Chris Heathcote, ’35 Ways to Find Your Location’ (slides)
‘In 10 years’ time there will be no concept of “lost”‘ is how it begins, and while that’s not entirely accurate, it feels like an ever-shrinking terra incognita on the map. (Compare early seasons of The Amazing Race to newer ones: getting directions in unfamiliar locations with large populations is much less of a challenge, and when teams get lost, it’s often due to the artificial constraints that the producers now enforce upon teams.) Chris’s talk on the many facets of wayfinding holds value to this day; we’re already at the point of his social future in which location can be drawn from ‘who you are near’, ‘objects you are near’ and aggregated flows. (If you were on Tinder a week ago and a lot of young snowboarders showed up, chances are you were in Sochi.)

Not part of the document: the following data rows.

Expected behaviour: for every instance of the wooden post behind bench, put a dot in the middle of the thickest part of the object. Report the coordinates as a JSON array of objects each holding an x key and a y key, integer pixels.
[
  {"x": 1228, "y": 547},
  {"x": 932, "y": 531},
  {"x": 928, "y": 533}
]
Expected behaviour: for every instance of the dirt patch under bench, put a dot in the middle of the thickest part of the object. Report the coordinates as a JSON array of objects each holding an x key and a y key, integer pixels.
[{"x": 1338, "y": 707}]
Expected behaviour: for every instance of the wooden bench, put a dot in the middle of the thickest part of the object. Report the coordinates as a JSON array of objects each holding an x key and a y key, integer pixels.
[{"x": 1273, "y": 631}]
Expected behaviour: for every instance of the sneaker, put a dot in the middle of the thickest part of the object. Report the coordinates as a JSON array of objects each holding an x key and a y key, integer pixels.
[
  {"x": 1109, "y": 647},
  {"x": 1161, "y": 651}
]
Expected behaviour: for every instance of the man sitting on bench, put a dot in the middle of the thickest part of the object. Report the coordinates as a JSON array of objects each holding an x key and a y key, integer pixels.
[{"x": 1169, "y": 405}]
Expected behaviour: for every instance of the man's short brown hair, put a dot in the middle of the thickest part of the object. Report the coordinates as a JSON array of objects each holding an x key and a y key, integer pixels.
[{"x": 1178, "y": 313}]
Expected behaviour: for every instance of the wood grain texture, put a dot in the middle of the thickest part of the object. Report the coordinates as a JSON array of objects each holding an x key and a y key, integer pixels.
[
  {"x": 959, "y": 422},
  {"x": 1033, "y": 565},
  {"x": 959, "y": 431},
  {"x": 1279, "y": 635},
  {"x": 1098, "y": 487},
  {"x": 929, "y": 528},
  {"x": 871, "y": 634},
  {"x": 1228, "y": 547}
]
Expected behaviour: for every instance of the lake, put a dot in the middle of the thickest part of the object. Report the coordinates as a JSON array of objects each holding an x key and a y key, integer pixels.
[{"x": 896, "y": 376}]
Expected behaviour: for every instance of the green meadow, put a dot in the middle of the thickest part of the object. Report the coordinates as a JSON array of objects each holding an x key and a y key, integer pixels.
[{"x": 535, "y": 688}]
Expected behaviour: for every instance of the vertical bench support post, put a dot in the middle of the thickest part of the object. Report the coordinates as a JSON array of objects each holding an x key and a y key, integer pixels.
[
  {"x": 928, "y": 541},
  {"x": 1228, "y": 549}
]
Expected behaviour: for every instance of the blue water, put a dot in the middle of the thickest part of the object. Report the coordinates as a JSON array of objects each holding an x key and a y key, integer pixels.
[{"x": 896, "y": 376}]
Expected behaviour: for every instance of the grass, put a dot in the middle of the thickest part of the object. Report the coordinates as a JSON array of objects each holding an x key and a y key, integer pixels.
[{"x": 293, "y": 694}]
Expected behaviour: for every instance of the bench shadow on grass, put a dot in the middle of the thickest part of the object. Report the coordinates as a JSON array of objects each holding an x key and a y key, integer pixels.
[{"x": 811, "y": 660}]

Matt Webb, ‘Glancing: I’m OK, You’re OK’ (slides and notes)
Socially ambiguous software; minimalist interaction; phatic reciprocity; subtle networked presence, analogue statefulness: I see hints of it in the ‘oh hey’ in-passing dialect of certain corners of Twitter, or in certain uses of the fave and like, and other hints of its dissemination into connected devices. The promise of the Internet of Things will depend upon its ability to glance.
As the line goes, predictions are hard, especially about the future, but perhaps what gives these talks their sticking power is how they’re not tied to specific technologies, but instead focus on human interaction. People don’t change much: if you get that part right, you’ll be forgiven for what you place on their laps or in their pockets a decade on. The stuff of technology changes quickly, but the most important questions we ask of it are the ones we ask slowly, and keep asking.
This past month also brought us Webstock, beloved of all who attend and an ongoing source of inspiration for those who watch from afar. There too, the most important questions focus on people first, and are ones we’ll likely revisit in a decade.